Fachin falou durante um congresso do STJ (Superior Tribunal de Justiça) em Brasília que tem como tema ética judicial, num momento em que integrantes da corte, organizadora da conferência, enfrentam uma investigação por venda e vazamentos de decisões judiciais. Na última quarta (27), a PGR (Procuradoria-Geral da República) denunciou nove pessoas pelo caso, incluindo um lobista e ex-servidores do STJ.
O congresso também é uma espécie de contraponto ao Fórum de Lisboa, o “Gilmarpalooza”. Segundo apurou a Folha, o caso do Banco Master e o código de ética fizeram autoridades repensarem a ida ao evento capitaneado por Gilmar Mendes. O decano do STF nega haver um esvaziamento do fórum.

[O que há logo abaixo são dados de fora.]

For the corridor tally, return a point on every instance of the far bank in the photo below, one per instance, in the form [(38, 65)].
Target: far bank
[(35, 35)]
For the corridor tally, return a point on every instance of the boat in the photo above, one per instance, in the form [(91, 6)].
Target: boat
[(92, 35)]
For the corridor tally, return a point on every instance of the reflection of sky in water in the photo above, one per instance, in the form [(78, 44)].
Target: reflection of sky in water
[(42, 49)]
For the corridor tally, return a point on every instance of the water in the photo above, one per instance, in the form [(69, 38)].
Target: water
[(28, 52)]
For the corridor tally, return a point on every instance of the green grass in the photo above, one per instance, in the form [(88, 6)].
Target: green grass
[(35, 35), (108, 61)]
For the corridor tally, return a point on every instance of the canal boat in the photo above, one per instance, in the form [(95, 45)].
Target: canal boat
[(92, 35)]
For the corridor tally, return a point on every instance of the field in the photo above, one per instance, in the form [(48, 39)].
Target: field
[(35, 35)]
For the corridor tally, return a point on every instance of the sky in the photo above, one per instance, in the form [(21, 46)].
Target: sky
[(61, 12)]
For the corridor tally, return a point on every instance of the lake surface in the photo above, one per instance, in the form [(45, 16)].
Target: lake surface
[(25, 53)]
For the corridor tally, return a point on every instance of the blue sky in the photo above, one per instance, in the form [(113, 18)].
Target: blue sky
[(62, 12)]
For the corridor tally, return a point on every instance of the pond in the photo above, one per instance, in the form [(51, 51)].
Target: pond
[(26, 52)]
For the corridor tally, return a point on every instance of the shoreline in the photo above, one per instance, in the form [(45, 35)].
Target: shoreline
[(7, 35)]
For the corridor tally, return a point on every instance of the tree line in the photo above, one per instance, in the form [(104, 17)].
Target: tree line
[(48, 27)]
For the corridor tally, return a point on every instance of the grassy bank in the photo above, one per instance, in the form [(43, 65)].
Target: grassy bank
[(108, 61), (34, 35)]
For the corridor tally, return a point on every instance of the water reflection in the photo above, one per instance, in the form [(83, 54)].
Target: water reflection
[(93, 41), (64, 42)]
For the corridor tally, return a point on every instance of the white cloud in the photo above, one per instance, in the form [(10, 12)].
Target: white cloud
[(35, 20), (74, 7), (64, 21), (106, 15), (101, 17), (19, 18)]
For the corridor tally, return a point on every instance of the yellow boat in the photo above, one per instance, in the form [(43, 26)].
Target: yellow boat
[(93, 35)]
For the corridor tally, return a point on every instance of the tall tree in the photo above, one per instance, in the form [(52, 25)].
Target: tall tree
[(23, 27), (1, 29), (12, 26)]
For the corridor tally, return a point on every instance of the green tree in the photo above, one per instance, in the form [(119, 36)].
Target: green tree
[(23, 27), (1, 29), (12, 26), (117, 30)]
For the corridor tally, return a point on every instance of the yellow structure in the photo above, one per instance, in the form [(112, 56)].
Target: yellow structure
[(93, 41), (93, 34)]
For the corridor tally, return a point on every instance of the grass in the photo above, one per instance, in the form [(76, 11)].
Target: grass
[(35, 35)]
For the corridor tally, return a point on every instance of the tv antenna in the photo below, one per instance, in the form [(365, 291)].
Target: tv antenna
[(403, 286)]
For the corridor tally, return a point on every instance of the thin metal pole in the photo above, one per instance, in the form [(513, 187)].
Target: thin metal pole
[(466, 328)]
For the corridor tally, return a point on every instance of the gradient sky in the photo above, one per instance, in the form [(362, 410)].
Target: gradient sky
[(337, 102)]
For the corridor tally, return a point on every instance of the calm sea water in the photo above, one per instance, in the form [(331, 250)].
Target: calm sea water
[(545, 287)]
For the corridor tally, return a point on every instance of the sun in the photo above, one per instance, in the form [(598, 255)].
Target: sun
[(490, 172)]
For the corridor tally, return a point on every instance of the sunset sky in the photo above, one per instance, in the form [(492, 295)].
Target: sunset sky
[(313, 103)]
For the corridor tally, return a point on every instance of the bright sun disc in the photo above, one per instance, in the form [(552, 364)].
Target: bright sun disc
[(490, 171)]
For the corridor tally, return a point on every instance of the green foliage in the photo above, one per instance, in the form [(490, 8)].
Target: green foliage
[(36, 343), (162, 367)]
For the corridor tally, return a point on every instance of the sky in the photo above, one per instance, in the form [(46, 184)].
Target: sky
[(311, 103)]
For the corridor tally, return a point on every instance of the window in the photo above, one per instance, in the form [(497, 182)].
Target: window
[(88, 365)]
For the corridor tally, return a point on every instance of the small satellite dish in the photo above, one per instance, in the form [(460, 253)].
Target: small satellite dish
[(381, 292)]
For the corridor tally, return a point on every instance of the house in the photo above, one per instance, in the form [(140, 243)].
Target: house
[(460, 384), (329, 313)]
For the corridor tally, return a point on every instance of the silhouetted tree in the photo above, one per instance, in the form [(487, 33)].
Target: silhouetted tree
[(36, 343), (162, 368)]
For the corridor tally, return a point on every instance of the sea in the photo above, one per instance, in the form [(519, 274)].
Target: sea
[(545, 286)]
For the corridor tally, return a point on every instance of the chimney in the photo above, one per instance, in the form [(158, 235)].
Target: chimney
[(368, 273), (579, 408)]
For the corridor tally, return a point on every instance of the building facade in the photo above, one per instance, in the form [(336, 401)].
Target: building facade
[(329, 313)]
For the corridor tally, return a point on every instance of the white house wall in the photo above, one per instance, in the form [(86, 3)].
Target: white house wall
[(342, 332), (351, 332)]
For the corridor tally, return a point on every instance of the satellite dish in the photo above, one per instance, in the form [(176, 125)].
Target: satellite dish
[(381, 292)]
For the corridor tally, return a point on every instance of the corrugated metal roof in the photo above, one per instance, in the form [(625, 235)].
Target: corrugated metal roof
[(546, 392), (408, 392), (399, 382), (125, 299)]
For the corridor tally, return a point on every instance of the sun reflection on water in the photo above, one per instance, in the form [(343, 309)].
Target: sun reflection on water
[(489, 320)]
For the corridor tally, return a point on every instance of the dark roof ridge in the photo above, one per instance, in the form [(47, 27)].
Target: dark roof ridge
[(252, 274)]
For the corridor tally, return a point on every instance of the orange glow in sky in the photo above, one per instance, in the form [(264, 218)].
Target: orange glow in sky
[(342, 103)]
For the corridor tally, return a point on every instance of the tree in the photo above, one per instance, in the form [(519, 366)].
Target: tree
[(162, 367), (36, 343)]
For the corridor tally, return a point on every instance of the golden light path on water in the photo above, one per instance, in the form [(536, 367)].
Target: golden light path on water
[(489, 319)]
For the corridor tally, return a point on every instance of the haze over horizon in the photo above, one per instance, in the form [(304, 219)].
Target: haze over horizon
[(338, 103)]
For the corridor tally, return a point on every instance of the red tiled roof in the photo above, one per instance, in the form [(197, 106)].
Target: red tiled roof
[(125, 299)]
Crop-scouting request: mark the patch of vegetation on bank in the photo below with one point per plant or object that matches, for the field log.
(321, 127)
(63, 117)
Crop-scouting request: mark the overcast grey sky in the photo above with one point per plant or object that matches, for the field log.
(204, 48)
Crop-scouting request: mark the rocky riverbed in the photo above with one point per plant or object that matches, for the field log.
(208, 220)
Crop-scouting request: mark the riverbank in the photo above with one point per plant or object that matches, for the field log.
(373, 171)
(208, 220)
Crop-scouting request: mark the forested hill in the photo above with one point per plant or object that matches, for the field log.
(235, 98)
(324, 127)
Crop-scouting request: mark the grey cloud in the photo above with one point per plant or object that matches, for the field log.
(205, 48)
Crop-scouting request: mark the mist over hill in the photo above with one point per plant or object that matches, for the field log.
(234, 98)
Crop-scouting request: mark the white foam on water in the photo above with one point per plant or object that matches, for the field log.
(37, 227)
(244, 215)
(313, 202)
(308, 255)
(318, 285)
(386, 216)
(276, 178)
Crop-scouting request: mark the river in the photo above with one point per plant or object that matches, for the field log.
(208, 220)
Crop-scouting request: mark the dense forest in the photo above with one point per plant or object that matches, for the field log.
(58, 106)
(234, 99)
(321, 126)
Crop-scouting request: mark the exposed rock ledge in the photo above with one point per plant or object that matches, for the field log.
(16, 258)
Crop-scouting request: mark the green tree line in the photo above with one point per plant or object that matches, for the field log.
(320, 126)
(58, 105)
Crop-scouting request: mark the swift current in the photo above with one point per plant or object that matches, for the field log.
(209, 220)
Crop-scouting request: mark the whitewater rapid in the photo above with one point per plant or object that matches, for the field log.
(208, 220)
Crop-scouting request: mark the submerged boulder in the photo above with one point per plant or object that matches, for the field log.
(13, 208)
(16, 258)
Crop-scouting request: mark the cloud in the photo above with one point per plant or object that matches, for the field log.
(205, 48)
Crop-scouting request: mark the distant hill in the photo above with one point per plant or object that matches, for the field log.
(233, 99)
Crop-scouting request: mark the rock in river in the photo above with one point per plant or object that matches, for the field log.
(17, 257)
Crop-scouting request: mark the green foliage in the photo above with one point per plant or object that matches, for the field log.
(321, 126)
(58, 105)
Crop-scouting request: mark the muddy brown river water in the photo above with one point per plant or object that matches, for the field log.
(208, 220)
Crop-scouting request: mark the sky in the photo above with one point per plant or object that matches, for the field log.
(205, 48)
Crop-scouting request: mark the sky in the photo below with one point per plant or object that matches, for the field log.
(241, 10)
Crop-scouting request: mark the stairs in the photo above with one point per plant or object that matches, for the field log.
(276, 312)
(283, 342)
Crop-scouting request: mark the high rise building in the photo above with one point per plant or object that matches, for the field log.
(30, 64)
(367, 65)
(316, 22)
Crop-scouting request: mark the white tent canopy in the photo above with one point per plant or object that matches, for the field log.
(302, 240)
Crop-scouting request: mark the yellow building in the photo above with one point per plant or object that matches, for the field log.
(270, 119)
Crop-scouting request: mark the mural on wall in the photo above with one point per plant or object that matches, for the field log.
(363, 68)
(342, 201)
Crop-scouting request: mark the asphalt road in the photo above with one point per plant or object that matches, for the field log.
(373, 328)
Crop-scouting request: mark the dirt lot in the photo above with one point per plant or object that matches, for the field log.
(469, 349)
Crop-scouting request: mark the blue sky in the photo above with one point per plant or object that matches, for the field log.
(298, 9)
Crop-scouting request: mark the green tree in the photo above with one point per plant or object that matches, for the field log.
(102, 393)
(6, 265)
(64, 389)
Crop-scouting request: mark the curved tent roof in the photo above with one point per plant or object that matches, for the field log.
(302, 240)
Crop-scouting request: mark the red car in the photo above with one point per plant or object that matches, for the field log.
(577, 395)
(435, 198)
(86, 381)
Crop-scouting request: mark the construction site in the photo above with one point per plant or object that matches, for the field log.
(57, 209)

Segundo Fachin, os magistrados não são observados apenas quando julgam, mas também quando, por exemplo, decidem falar ou escolhem se silenciar. Por isso, o presidente do STF afirmou que cada manifestação pública de juízes afeta a percepção coletiva sobre o Judiciário.
“Cada audiência, cada sentença, cada decisão, cada manifestação pública, cada gesto. Tudo comunica, educa, projeta para a sociedade uma determinada imagem da própria Justiça. Por isso, a responsabilidade institucional acompanha os magistrados em todos os momentos de sua trajetória e em todos os lugares.”
Em seu discurso, o magistrado ainda afirmou que não existe uma separação entre uma postura ética aplicada na vida pública e outra na vida privada. Segundo ele, independência e imparcialidade não podem ser privilégios pessoais.
“A integridade é indivisível. As crises não se alimentam quando se empresta transparência e idoneidade para os atos praticados tanto na vida pública quanto na vida pessoal. As pessoas precisam querer e ter razões para confiar no sistema de Justiça. E confiança não se decreta, a confiança, como sabemos todos nós, ministros do STF e do STJ, se conquista”, disse.
FolhaJus
A newsletter sobre o mundo jurídico exclusiva para assinantes da Folha
O presidente do Supremo também defendeu ser necessário reforçar que “as pessoas passam” e que “ninguém está acima das instituições”. Para ele, a ética só pode ser exercida em um ambiente que admita crítica, transparência, prestação de contas e controle do exercício do poder.
“[A magistratura] é também uma carreira de responsabilidades. Independência, imparcialidade, eficiência, probidade, disciplina intelectual. Esses não são valores que restringem a liberdade do juiz, ao contrário, são condições para sua autoridade moral. Por isso, honestidade e probidade não são meros discursos, devem ser práticas. Não se educa apenas pela palavra, educa-se pelo comportamento”, disse.
“Quem protege a Constituição certamente enfrentará incompreensões, quem busca imparcialidade suportará as críticas”, completou.
Relatora do código de conduta encampado por Fachin, a ministra Cármen Lúcia também participou do evento do STJ na segunda-feira (1º). Ela pregou imparcialidade e transparência nas cortes brasileiras e cobrou que os juízes também adotem uma postura ética.
Cármen Lúcia foi anunciada relatora do texto em fevereiro, mas ainda não apresentou o documento. A criação de normas para balizar a atuação de ministros do Supremo ganhou força após serem reveladas as conexões dos ministros Alexandre de Moraes e Dias Toffoli com o banco de Daniel Vorcaro.
A mulher de Moraes, a advogada Viviane Barci, firmou contrato milionário com o Master, enquanto Toffoli dividiu, por meio de uma empresa familiar, sociedade com um fundo de investimentos ligado ao ex-banqueiro. Ele se declarou suspeito para julgar processos do caso e se afastou da relatoria.